IQUIFIB   02644
INSTITUTO DE QUIMICA Y FISICOQUIMICA BIOLOGICAS "PROF. ALEJANDRO C. PALADINI"
Unidad Ejecutora - UE
congresos y reuniones científicas
Título:
The use of Azido Ruthenium photoactivatable probe to study the Ca2+-binding site of the Plasma Membrane Calcium Pump
Autor/es:
MALLKU ONTIVEROS; IRENE CECILIA MANGIALAVORI; MARIA FLORENCIA PIGNATARO; JORGE MARTIARENA; JUAN PABLO F.C. ROSSI; MARIELA FERREIRA -GOMES
Lugar:
Bahía Blanca
Reunión:
Congreso; XLIII. Reunión Anual de la Sociedad Argentina de Biofísica; 2014
Institución organizadora:
Sociedad Argentina de Biofísica
Resumen:
The Plasma Membrane Calcium ATPase (PMCA) is a calmodulin-regulated P-type ATPase responsible for the maintenance of low intracellular concentration of Ca2+ in most eukaryotic cells. It couples the transport of Ca2+ outside the cells with the hydrolysis of ATP. Since the crystal structure of PMCA is still not resolved, the information about the Ca2+ binding site is limited to the comparative studies with the structure of Sarcoplasmic Reticulum Calcium ATPase. There are evidences that certain amino acids on the transmembrane segments M4 and M6 would be linked with the calcium binding site [1]. The purpose of this work is to identify and characterize the Ca2+-binding site of PMCA. For this, we synthesize a Ca2+-like photoactivatable reagent, azido-ruthenium (AzRu) which binds covalently and specifically to Ca2+-binding proteins after exposure to ultraviolet irradiation at 290 nm [2]. The experiments were performed with vesicles and purified PMCA obtained from human erythrocytes. Results showed that (a) AzRu inhibited Ca2+-dependent activities with high affinity; (b) AzRu had no effect on Mg2+-dependent activity and on other ATPases like the Na-K pump. The ability of AzRu to inhibit Ca2+-dependent activities was enhanced when PMCA-AzRu was exposed to irradiation, suggesting that photoactivation leads to an irreversible binding of the probe to the enzyme.

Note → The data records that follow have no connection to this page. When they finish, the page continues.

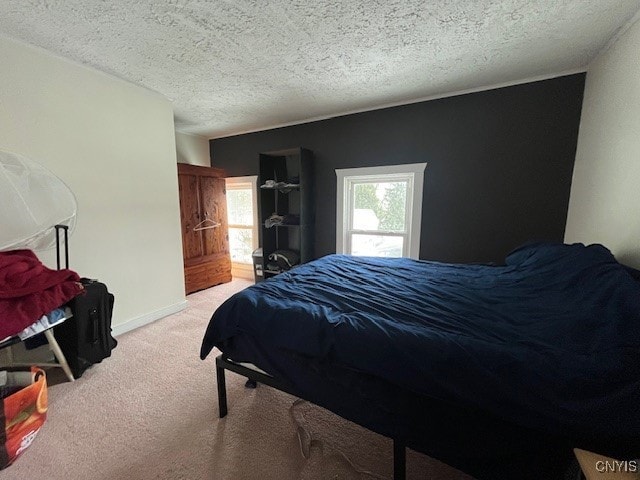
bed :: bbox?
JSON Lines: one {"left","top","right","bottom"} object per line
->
{"left": 200, "top": 242, "right": 640, "bottom": 479}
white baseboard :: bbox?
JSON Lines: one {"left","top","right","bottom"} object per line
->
{"left": 111, "top": 300, "right": 188, "bottom": 337}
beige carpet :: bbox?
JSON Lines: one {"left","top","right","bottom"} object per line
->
{"left": 2, "top": 279, "right": 473, "bottom": 480}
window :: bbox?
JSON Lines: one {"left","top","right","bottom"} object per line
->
{"left": 225, "top": 176, "right": 258, "bottom": 276}
{"left": 336, "top": 163, "right": 426, "bottom": 259}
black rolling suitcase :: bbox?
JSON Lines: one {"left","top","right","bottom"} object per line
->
{"left": 54, "top": 279, "right": 117, "bottom": 378}
{"left": 52, "top": 226, "right": 118, "bottom": 379}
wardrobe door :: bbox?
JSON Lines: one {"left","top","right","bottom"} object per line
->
{"left": 178, "top": 172, "right": 203, "bottom": 263}
{"left": 198, "top": 176, "right": 232, "bottom": 287}
{"left": 199, "top": 176, "right": 229, "bottom": 257}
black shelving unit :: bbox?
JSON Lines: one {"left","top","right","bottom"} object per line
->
{"left": 258, "top": 147, "right": 314, "bottom": 279}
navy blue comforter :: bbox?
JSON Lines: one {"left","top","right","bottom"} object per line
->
{"left": 201, "top": 242, "right": 640, "bottom": 447}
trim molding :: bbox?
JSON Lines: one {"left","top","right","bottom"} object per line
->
{"left": 211, "top": 68, "right": 586, "bottom": 140}
{"left": 111, "top": 300, "right": 188, "bottom": 337}
{"left": 226, "top": 175, "right": 259, "bottom": 278}
{"left": 592, "top": 7, "right": 640, "bottom": 64}
{"left": 336, "top": 162, "right": 427, "bottom": 259}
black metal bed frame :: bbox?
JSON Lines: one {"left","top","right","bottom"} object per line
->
{"left": 215, "top": 354, "right": 407, "bottom": 480}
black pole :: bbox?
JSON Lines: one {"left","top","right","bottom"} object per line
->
{"left": 393, "top": 440, "right": 406, "bottom": 480}
{"left": 64, "top": 225, "right": 69, "bottom": 269}
{"left": 216, "top": 356, "right": 228, "bottom": 418}
{"left": 54, "top": 224, "right": 69, "bottom": 270}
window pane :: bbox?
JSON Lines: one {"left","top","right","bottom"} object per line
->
{"left": 228, "top": 227, "right": 253, "bottom": 263}
{"left": 227, "top": 188, "right": 253, "bottom": 226}
{"left": 352, "top": 181, "right": 407, "bottom": 232}
{"left": 351, "top": 234, "right": 403, "bottom": 257}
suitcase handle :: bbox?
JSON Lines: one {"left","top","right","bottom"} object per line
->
{"left": 88, "top": 307, "right": 99, "bottom": 345}
{"left": 55, "top": 224, "right": 69, "bottom": 270}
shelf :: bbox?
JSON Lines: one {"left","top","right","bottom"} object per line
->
{"left": 260, "top": 183, "right": 300, "bottom": 192}
{"left": 258, "top": 148, "right": 313, "bottom": 282}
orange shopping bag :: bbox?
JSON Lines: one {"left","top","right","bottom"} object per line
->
{"left": 0, "top": 367, "right": 47, "bottom": 469}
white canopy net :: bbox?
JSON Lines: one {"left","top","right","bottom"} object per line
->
{"left": 0, "top": 150, "right": 77, "bottom": 252}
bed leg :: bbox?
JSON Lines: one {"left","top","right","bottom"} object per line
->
{"left": 245, "top": 379, "right": 257, "bottom": 388}
{"left": 216, "top": 359, "right": 228, "bottom": 418}
{"left": 393, "top": 440, "right": 406, "bottom": 480}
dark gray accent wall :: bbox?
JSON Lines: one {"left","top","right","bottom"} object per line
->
{"left": 210, "top": 74, "right": 585, "bottom": 264}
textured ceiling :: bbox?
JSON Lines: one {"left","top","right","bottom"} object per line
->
{"left": 1, "top": 1, "right": 639, "bottom": 138}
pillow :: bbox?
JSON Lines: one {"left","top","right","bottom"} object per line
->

These results provide a new approach to localize the Ca2+-binding site of PMCA in combination with MALDI-TOF spectroscopy. With grants of ANPCYT, CONICET and UBACYT. 1- Rinaldi D., Adamo H. Biochimica et Biophysica Acta. 2009. 2404. 2- Israelson A., Zilberberg N. & Shoshan-Barmatz, V. Nature Protocols. 2006. 111.